The 1932 games can be thanked for the winterization of the elegant Mirror Lake Inn ($190-$825; 518-523-2544; mirrorlakeinn.com). It hosted the Norwegian athletes and coaches, and if the inn was as luxurious back then as it is today, that explains the Norwegians’ impressive medal count. The Mirror Lake has plenty of quiet places in which to ponder that connection: a mahogany-paneled reading room, a world-class spa downstairs and any of the inn’s rooms, which combine Edwardian elegance with better bandwidth. Convene your own team of athletes over dinner in the Averil Conwell Dining Room, where the view of Mirror Lake competes for your attention with the prosciutto-wrapped swordfish and roasted rack of wild boar.

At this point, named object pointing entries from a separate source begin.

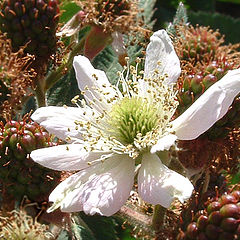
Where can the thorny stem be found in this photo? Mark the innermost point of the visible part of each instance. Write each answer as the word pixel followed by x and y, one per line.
pixel 55 76
pixel 158 218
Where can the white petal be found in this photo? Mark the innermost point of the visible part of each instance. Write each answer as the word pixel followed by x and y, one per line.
pixel 68 157
pixel 101 189
pixel 59 120
pixel 157 184
pixel 160 50
pixel 164 143
pixel 85 73
pixel 211 106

At the other end of Main Street’s lively retail and restaurant row you’ll hit the adapted chalet of the Golden Arrow Hotel ($99-$379; 800-582-5540; golden-arrow.com). It’s a Best Western blessed with an extraordinary setting, hard by the southwestern shore of Mirror Lake. The best views in town, however, can be had from the Lake Placid Resort ($69-$369; 877-570-5891; lpresort.com), a Holiday Inn property occupying the high ground across Main from the Golden Arrow.

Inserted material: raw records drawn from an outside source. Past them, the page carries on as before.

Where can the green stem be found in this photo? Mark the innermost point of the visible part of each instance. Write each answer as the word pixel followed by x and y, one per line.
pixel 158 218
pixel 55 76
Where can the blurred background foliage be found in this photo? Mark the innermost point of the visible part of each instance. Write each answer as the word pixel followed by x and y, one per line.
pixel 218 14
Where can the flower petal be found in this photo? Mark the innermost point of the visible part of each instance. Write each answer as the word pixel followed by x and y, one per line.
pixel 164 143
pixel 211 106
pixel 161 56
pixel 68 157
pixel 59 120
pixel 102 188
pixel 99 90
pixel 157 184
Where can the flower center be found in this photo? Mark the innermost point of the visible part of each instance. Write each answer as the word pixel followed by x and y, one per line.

For something funkier, try the Mt. Van Hoevenberg B&B ($60-$150; 518-523-9572; adklodging.com), located four miles east of town past the MacKenzie-Intervale Ski Jumping Complex. Its cabins, set in a semicircle off Route 73, are as trim and cozy as you might require after a day at Whiteface or a few hours testing your cross-country acumen at the nearby Verizon Sports Complex. As the sun settles over the bobsled track on Mt. Van Hoevenberg, fire up the outdoor sauna and dream your own dreams of Olympic glory.

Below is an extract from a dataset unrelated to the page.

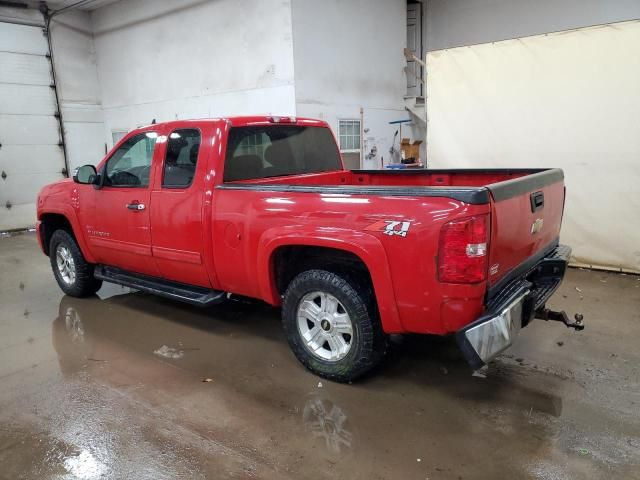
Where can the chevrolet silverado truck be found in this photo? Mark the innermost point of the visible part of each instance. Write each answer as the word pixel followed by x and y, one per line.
pixel 262 207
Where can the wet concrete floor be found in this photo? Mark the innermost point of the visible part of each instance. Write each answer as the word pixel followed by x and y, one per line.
pixel 112 387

Carnivores of all types will be perfectly happy with the duck quesadilla at the Brown Dog Café & Wine Bar (518-523-3036) at the northern end of Main Street. It’s a deli, and they’ll be happy to fix you a ham-and-cheese, but try the Simba: chicken breast, pancetta, field greens, tomato and ranch dressing on rosemary-olive oil sourdough. And unlike most delis, the Brown Dog offers not one but three suitable pinot noirs.
Across Main Street, the Great Adirondack Steak & Seafood Company (518-523-1629) has a way with stuffed lobster and shrimp scampi that’ll make you forget you’re a couple hundred miles from salt water. Nicola’s (518-523-4430), which moved to a new location this season, offers Greek and Italian dishes-including an exemplary penne Bolognese. Just around the lake, the Lake Placid Pub & Brewery (518-523-3813) serves up exceptional pub fare and acclaimed craft beers.
If you’re staying at the Golden Arrow, you don’t even have to go outdoors to get to Goldberries (518-523-1799), a rambling restaurant in the Bavarian complex of shops adjacent to the hotel. The décor ranges from antique ski gear to Adirondack art, and the rear dining room is an excellent breakfast aerie.